I've often wished a data format connoiseur (they exist!) would write a guide to what makes a good data format. I've encountered critiques or comments on specific formats, but never principles behind designing a good format or ways that formats go bad.

The topic subsumes configuration files, and data interchange formats, though it's debatable whether there should be any overlap. And yet we have JSON...

TOML seems solid for configuration files, but I've seen an order of magnitude less discussion of it than JSON, YAML or XML.

Parsing JSON is a Minefield

There are quite a few edge cases with JSON.

Fixing JSON

Tom Bray, who authored some JSON specs, identifies three pain points: commas, timestamps and schemas. See also the TOML discussion of how to handle times (which seems to be still unresolved).

Toml: Comparison With Other Formats

Toml prioritizes human editability more than JSON (comments, syntax), and simplicity more than YAML. It has some similarities to .ini, but is better specified.

Dhall

Dhall is a programmable configuration language that is not Turing-complete

You can think of Dhall as: JSON + functions + types

Choosing Powerful Primitives For A Simplified Computing System

So, to a great extent, you can forget about the space-efficiency of your file formats and wire formats if you run them through a generic compression algorithm as a last step, and optimize them entirely for readability, extensibility, and simplicity.

Deserialization Vulnerabilities

There's at least three types of deserialization vulnerabilities: buffer overflows in languages that aren't memory safe, denial of service attacks, and allowing the deserialization of arbitrary classes (which typically means remote code execution).

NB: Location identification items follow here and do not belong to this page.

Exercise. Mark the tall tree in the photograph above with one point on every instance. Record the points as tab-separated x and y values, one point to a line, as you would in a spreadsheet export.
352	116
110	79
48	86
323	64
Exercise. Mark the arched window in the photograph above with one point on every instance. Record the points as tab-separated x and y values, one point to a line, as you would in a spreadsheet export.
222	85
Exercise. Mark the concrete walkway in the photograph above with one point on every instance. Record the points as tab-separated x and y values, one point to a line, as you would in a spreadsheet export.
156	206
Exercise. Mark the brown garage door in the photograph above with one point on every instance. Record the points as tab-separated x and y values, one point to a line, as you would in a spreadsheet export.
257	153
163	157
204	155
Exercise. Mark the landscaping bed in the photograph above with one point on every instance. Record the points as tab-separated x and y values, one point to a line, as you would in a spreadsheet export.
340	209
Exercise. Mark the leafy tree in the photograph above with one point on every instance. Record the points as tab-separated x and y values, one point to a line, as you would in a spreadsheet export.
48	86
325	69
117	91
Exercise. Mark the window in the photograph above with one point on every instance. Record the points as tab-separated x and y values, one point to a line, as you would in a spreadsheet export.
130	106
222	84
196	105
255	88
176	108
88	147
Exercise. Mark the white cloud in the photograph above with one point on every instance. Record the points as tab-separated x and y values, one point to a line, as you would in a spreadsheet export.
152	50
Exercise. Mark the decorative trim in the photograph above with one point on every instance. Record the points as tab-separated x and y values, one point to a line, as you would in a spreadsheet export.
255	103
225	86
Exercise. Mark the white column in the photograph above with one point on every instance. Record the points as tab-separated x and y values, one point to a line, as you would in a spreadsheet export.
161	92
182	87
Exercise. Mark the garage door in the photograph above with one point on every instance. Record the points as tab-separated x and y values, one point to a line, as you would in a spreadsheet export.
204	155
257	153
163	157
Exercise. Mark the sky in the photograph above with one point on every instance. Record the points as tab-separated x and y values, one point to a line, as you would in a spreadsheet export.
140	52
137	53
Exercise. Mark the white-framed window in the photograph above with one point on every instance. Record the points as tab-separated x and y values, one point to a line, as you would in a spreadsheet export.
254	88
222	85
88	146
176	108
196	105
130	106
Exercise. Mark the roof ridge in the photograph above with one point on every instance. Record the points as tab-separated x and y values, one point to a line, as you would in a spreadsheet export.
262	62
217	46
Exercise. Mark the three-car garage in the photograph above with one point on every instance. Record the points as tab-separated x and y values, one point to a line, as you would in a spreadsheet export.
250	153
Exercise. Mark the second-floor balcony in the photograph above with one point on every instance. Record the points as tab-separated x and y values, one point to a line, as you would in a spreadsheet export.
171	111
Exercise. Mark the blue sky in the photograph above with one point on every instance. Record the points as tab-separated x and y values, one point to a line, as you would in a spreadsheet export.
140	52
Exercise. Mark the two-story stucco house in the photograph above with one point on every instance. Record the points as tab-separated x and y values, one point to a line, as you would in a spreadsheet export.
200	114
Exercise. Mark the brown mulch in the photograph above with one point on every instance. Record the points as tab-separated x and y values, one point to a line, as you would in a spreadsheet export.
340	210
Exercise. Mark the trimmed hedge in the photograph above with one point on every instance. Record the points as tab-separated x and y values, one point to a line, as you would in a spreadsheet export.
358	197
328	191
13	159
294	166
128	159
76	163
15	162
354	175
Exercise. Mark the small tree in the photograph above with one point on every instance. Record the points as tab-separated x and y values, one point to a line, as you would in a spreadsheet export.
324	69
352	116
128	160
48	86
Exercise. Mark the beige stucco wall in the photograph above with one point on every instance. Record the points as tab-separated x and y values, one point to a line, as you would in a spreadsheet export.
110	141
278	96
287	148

The Java Deserialization Bug

Java serialization has provided an extensive series of security issues.

YAML f7u12

Describes the security vulnerabilities in YAML deserialization that hit rails in 2013. Nicely points out that even restrictive whitelists can enable attacks. Maybe YAML is just too expressive.

Graydon Hoare's Criterion

(IMO a good criterion for data format robustness is "how much work does a conforming processor have to do to skip a quoted payload")

— Graydon Hoare (@graydon_pub) May 18, 2017

Defused XML Fixes For XML

Security/DOS vulnerabilities in XML. Written from a Python perspective.